The claimant appealed to the Appeal Board, taking the position that the employer was not entitled to subrogate against the third-party recovery from the tavern owners because the recovery arose out of the use of a motor vehicle. The Appeal Board denied the appeal and affirmed the judge’s decision, noting that the claimant’s theory of recovery against the driver was under the Motor Vehicle Financial Responsibility Law (MVFRL) and the recovery from the tavern owners was under the Dram Shop Act. The claimant appealed to the Commonwealth Court, which affirmed the judge and the Appeal Board. 

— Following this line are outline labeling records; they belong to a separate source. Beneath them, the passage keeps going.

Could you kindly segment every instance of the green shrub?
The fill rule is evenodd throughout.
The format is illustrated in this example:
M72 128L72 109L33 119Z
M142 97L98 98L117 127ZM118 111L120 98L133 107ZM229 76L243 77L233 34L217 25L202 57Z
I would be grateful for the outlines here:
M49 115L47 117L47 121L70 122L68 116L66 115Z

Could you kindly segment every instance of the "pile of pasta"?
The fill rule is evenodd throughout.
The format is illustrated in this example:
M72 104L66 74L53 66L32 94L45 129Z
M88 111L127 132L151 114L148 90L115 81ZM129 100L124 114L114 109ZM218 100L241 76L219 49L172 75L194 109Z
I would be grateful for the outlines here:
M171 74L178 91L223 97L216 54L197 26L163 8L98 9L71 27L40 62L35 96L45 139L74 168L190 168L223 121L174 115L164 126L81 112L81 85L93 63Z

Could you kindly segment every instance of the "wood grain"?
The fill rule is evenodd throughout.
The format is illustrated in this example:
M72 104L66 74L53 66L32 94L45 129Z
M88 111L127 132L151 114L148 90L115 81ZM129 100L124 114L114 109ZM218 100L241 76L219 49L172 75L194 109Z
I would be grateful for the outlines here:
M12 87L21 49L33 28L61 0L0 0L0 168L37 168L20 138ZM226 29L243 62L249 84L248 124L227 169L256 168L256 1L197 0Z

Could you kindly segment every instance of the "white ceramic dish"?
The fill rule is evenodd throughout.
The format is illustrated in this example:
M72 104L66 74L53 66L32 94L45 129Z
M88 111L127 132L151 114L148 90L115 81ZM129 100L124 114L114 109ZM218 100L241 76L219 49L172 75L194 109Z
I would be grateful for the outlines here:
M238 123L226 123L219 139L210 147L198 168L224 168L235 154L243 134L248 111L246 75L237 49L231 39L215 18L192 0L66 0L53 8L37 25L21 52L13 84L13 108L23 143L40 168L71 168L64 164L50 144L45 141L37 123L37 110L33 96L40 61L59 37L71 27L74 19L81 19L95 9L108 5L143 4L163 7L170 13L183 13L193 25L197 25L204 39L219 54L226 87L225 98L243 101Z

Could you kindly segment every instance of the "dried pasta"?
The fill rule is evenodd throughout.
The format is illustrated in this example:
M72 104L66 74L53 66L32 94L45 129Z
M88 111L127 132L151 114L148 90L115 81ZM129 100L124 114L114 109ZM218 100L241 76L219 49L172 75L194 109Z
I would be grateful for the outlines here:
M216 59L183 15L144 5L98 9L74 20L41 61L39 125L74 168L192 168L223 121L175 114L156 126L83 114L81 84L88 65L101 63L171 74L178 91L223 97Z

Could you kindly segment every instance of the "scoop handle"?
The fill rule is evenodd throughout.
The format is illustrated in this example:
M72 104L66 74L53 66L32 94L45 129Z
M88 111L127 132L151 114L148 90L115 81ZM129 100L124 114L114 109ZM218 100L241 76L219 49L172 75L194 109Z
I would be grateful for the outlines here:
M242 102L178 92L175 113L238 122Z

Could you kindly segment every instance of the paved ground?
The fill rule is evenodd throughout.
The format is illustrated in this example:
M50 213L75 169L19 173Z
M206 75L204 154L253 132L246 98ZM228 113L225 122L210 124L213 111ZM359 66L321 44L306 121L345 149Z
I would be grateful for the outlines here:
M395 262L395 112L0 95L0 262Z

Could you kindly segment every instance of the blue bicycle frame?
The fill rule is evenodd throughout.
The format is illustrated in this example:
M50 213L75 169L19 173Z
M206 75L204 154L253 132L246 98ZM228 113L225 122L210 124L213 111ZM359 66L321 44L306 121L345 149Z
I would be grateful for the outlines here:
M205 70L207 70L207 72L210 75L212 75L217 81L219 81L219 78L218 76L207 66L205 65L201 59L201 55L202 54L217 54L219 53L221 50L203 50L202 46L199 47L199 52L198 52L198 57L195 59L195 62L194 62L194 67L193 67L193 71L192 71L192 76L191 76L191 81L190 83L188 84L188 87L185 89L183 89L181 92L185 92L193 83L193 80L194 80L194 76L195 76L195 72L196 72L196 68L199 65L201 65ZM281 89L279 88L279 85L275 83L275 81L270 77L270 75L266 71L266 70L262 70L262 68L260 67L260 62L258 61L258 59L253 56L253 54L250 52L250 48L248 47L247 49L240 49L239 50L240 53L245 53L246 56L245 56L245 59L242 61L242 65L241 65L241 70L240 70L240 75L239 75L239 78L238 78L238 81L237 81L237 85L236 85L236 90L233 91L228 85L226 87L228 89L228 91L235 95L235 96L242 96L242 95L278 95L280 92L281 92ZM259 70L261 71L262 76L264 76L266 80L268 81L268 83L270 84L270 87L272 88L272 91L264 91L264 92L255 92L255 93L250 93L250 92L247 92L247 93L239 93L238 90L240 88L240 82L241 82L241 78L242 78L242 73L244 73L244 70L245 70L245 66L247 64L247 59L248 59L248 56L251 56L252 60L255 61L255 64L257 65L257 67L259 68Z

On appeal, the Pennsylvania Supreme Court considered the issue of whether an employer that pays Heart and Lung Act benefits is entitled to subrogation for a claim in which the employee was injured and asserts motor vehicle negligence and Dram Shop Act-based claims. The court noted that Section 1720 of the MVFRL precludes an employer from subrogating its payment of Heart and Lung Act benefits against a claimant’s third-party recovery in an action arising out of the maintenance or use of a motor vehicle. The court noted that in enacting Section 1720, however, the General Assembly did not use the words “arising under” the MVFRL but, rather, “arising out of.” The court, therefore, held that, based on a clear and unambiguous interpretation of Section 1720 of the MVFRL to the facts of this case, the action through which the claimant asserted his Dram Shop Act claims against the tavern owners arose out of the maintenance or use of a motor vehicle. The court said that the lawsuit, as a whole, filed against both the driver and tavern owners constituted the “action” for purposes of Section 1720. Further, the action originated from the motor vehicle collision. Accordingly, the court held that Section 1720 clearly and unambiguously precludes an employer from subrogating its payment of Heart and Lung Act benefits against a claimant’s third-party settlement of his Dram Shop Act claims with tavern owners because such an action arises out of the maintenance or use of a motor vehicle.